An integrable function is one that can be mathematically represented by a definite integral over a certain interval. This means we can compute areas under the curve of this function.
For example, if you have a function like \( f(x) \), it is considered integrable if its integral over an interval \([a, b]\), such as \( \int_{a}^{b} f(x)\, dx \), exists.
This is a key concept because it allows us to compute areas, volumes, and more complex phenomena across mathematics and applied fields.

• To be integrable, a function may have certain properties such as being bounded or continuous; however, there are exceptions.
• Most functions encountered in basic calculus courses, such as polynomials or trigonometric functions, are integrable over their domains.

The constant multiple rule of integration is a handy tool when working with integrals. It allows you to 'factor out' constant multipliers outside of an integral.
Suppose you have an integral that looks like this: \( \int_{a}^{b} c \cdot f(x) \, dx \), where \(c\) is a constant.
According to the constant multiple rule, you can rewrite it as \( c \cdot \int_{a}^{b} f(x) \, dx \).
This simplification is powerful because it allows us to easily deal with constants, focusing instead on the function inside.

• Remember, this rule holds for any constant, whether it is positive or negative.
• For example, in our exercise, we simplified \( \int_{1}^{2} 3f(x) \, dx \) to \( 3 \cdot \int_{1}^{2} f(x) \, dx \), making the calculation straightforward.

Linearity of integration is a useful property that lets you break down integrals of sums or differences into simpler parts.
This property means that the integral of a sum is the sum of the integrals and the integral of a difference is the difference of the integrals:
\( \int_{a}^{b} [f(x) + g(x)] \, dx = \int_{a}^{b} f(x) \, dx + \int_{a}^{b} g(x) \, dx \).
Similarly, for differences:
\( \int_{a}^{b} [f(x) - g(x)] \, dx = \int_{a}^{b} f(x) \, dx - \int_{a}^{b} g(x) \, dx \).
This property is very helpful in dissecting complex expressions and solving them piece by piece.

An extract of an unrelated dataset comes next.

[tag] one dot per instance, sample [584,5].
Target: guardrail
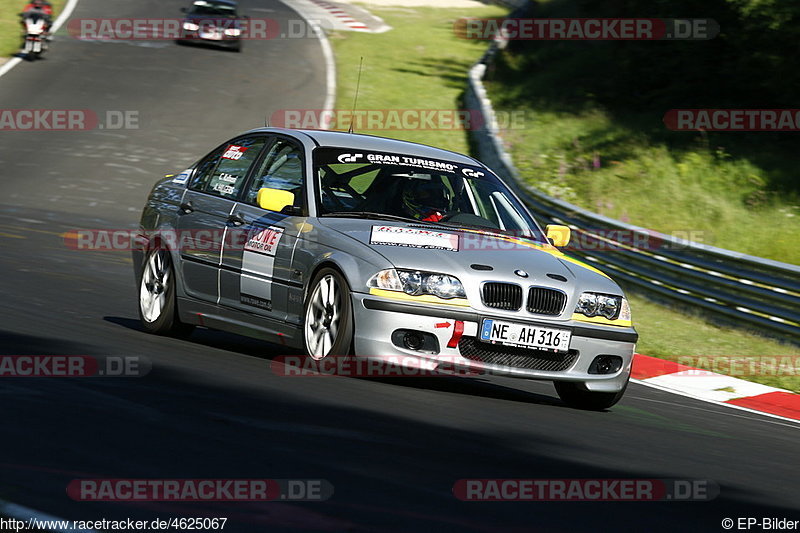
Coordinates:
[751,292]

• In our exercise, this property was crucial for steps 5 and 6 where we had to deal with combinations of \(f(x)\) and \(g(x)\).
• It simplifies handling complex integrals by breaking them into more manageable parts.

Definite integrals have certain properties that can help simplify calculations and understand the behavior of functions over intervals.
Some essential properties include:

• Zero Width Property: \( \int_{a}^{a} f(x) \, dx = 0 \) implies that integrating over an interval with no width results in zero.
• Reversal Property: If you reverse the limits of an integral, the integral's value will be the negative of the original: \( \int_{a}^{b} f(x) \, dx = -\int_{b}^{a} f(x) \, dx \).
• Additivity of Intervals: Integrals over adjacent intervals can be added: \( \int_{a}^{c} f(x) \, dx = \int_{a}^{b} f(x) \, dx + \int_{b}^{c} f(x) \, dx \).

These properties simplify the process of solving integrals in calculus. They help in both theoretical scenarios and practical applications.
In the provided exercise, we used the zero width property and additivity to solve specific integrals.